Market Swings Are Becoming New Standard
Comment of the Day

September 13 2011

Commentary by David Fuller

Market Swings Are Becoming New Standard

This is an interesting and topical article from The New York Times. Here is a section:
Since the start of this century, The Times found, price fluctuations of 4 percent or more during intraday sessions have occurred nearly six times more than they did on average in the four decades leading up to 2000. The price swings today may feel even more notable because the 1990s represented a relatively calm time for trading. In contrast, price fluctuations of 1 percent and more during intraday trading were more common in the 1970s and 1980s.

As for closing prices, the more-frequent jumps could also be clearly spotted. Thirty percent of trading days since the start of 2010 were up or down more than 1 percent at the time of the closing bell. That's far more than the 20 percent of such jumps in the 1990s. The trend toward greater volatility is more pronounced in larger price moves.

Regulators at the Securities and Exchange Commission have been looking at changes in the markets and automated trading strategies in connection with volatility. The market is no longer based on one single exchange but is fractured across four big exchanges and several smaller forums. High-frequency traders, using powerful computers to trade at exceptionally high speeds, now account for up to 60 percent of daily turnover.

And in the last decade, exchange-traded funds have become a large factor in trading, after hundreds of billions of dollars were poured into them. Those funds - like mutual funds, but traded daily - tie their values to indexes or bundles of stocks rather than individual companies.

But even as financial problems simmer in America and abroad, officials have yet to pinpoint exactly why stocks seem to move more quickly and to greater extremes.
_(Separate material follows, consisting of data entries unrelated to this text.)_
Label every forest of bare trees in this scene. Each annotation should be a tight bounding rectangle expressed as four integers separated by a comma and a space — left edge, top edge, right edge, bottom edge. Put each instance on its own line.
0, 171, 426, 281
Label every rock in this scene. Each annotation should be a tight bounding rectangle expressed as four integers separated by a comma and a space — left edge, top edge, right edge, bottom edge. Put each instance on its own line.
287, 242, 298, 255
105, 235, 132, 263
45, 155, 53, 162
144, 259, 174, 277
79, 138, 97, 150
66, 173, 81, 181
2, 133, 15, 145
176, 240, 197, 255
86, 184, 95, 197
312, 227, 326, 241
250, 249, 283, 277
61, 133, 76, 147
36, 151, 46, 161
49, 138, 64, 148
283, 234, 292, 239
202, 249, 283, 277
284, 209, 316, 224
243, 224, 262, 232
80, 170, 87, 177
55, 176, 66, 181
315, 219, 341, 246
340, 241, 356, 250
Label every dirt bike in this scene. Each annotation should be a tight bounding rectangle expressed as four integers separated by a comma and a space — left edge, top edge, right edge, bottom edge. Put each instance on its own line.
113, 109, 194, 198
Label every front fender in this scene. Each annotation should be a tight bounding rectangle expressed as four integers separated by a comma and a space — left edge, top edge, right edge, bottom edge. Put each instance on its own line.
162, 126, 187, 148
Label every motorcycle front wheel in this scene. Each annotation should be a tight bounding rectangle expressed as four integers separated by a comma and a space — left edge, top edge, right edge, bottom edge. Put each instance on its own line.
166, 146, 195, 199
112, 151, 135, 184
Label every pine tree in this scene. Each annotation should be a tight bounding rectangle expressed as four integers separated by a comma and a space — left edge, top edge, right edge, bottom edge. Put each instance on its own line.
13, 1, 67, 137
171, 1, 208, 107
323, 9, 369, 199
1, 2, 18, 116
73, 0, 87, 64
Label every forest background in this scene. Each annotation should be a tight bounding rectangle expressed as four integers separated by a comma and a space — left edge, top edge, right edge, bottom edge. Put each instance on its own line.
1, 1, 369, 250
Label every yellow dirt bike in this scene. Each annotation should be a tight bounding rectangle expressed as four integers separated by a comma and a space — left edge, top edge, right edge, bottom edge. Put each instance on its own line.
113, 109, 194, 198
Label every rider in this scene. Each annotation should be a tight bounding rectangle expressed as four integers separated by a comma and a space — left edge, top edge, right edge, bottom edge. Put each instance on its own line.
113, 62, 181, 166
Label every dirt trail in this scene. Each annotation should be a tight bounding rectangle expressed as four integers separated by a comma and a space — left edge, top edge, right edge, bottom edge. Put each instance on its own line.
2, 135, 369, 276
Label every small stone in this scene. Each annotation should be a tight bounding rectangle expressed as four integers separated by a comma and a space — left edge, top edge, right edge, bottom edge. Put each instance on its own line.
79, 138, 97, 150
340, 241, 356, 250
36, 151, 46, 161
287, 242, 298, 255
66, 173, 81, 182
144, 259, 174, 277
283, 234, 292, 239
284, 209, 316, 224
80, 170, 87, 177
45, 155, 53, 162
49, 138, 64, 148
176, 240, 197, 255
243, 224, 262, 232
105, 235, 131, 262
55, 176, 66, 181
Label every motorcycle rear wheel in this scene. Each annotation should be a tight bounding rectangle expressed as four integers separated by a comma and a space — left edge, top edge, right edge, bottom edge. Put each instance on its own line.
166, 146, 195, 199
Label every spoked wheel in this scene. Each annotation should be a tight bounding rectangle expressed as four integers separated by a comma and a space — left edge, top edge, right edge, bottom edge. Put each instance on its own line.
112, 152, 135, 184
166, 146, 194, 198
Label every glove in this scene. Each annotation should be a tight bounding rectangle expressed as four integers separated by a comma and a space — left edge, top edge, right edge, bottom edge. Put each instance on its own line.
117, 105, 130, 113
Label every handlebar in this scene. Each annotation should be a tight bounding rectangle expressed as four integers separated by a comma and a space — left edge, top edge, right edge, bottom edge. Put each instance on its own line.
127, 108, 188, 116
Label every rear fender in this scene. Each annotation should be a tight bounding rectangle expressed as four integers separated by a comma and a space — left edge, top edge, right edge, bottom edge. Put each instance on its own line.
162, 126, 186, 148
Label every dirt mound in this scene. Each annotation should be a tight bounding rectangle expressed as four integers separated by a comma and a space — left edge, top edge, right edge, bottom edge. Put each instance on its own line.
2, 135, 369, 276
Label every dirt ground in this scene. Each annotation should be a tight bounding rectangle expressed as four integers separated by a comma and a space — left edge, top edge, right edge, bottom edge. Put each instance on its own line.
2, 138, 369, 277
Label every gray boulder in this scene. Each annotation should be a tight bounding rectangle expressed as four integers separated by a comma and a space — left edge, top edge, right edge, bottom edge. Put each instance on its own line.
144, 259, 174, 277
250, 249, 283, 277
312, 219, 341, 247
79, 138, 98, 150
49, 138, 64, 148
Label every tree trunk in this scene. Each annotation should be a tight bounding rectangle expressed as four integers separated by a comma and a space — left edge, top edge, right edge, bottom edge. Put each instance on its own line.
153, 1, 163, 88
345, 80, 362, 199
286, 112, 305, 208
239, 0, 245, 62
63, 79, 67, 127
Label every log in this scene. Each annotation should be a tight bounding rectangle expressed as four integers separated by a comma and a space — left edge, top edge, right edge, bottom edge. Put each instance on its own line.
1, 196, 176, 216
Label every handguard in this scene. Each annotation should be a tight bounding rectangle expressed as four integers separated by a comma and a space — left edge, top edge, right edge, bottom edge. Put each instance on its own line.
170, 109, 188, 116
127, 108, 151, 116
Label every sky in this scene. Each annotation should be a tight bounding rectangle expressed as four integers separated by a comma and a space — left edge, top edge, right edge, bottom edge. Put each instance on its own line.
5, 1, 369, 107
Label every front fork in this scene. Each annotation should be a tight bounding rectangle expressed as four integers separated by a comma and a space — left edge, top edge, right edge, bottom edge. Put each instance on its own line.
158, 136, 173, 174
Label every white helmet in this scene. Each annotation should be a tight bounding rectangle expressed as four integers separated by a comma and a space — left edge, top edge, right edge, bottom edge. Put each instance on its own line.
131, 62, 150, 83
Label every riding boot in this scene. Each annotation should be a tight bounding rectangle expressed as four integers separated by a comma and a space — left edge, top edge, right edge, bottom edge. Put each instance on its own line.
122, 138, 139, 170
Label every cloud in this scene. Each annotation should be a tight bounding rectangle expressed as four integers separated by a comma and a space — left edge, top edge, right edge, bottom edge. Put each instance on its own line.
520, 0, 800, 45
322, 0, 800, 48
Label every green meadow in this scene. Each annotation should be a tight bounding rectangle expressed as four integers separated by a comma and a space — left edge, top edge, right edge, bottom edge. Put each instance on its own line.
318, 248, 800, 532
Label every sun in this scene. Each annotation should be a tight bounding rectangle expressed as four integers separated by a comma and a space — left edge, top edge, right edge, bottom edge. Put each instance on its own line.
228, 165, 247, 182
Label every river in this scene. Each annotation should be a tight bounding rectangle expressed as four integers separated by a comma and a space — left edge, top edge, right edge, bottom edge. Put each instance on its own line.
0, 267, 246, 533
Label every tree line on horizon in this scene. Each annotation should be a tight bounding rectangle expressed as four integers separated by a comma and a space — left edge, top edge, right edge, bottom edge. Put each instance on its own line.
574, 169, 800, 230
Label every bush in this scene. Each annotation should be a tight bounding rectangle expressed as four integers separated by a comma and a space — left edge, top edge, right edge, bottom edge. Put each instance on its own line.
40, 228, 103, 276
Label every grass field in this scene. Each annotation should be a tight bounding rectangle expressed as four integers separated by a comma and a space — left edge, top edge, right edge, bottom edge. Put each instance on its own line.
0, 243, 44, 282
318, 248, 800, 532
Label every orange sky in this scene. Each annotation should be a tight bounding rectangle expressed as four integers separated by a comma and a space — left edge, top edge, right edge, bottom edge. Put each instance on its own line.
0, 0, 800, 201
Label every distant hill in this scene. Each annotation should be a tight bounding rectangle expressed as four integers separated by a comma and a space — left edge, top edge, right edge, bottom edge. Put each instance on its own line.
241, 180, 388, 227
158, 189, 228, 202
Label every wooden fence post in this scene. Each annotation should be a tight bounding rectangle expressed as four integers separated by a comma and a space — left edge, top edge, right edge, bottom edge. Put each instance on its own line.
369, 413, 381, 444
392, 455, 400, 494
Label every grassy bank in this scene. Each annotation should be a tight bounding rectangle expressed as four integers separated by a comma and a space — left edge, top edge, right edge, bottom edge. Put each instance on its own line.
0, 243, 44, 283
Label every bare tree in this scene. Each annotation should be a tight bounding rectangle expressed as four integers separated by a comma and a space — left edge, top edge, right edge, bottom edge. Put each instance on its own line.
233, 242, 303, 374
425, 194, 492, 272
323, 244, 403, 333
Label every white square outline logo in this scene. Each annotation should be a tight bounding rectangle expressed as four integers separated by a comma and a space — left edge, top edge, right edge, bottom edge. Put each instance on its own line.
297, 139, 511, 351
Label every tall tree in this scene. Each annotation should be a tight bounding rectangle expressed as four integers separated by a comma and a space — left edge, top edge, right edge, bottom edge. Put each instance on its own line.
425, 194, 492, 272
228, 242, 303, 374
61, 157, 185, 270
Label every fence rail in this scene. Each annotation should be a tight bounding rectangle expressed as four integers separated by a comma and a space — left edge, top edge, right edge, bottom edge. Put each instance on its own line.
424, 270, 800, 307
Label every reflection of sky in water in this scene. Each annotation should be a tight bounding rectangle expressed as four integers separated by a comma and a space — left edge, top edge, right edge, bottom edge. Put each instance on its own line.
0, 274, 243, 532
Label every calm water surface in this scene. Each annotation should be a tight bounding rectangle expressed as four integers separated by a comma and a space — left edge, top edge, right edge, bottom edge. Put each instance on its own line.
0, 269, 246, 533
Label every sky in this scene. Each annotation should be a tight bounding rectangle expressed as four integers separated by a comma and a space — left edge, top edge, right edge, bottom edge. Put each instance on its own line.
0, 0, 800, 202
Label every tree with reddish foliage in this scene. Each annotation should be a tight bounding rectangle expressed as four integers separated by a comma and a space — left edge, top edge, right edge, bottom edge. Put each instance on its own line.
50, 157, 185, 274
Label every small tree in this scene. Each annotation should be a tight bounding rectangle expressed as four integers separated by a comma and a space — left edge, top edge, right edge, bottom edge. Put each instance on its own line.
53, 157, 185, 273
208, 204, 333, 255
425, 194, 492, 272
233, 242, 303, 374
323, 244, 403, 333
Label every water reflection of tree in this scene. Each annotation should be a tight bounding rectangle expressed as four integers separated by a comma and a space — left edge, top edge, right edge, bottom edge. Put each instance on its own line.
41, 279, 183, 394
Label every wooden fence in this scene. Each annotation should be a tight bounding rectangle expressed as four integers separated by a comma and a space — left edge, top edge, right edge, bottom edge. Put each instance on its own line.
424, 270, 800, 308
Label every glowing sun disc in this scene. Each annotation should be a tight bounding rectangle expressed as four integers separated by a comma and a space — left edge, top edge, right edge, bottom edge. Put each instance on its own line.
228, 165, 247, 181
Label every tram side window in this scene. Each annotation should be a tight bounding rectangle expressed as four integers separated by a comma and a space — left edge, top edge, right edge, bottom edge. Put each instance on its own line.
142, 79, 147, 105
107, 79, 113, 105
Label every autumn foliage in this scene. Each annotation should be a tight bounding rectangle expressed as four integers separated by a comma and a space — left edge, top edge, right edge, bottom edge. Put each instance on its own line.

Some financial historians question whether the markets are in a "new normal" of permanently heightened volatility.

"The last few years have been the most volatile for all of recorded history," said Andrew Lo, professor of finance at the M.I.T. Sloan School of Management. For evidence, he says that 10 of the biggest 20 daily upswings and 11 of the largest 20 daily drops since the beginning of 1980 to the end of last month have occurred in just the last three years.

David Fuller's view Some quoted in this article attribute the increased volatility to uncertainty. Well, there has always been uncertainty, leading to disagreement, causing some stocks and other instruments to move higher while others moved lower. The big difference this time is that they move in the same direction, witrh few exceptions, until the daily trend suddenly reverses.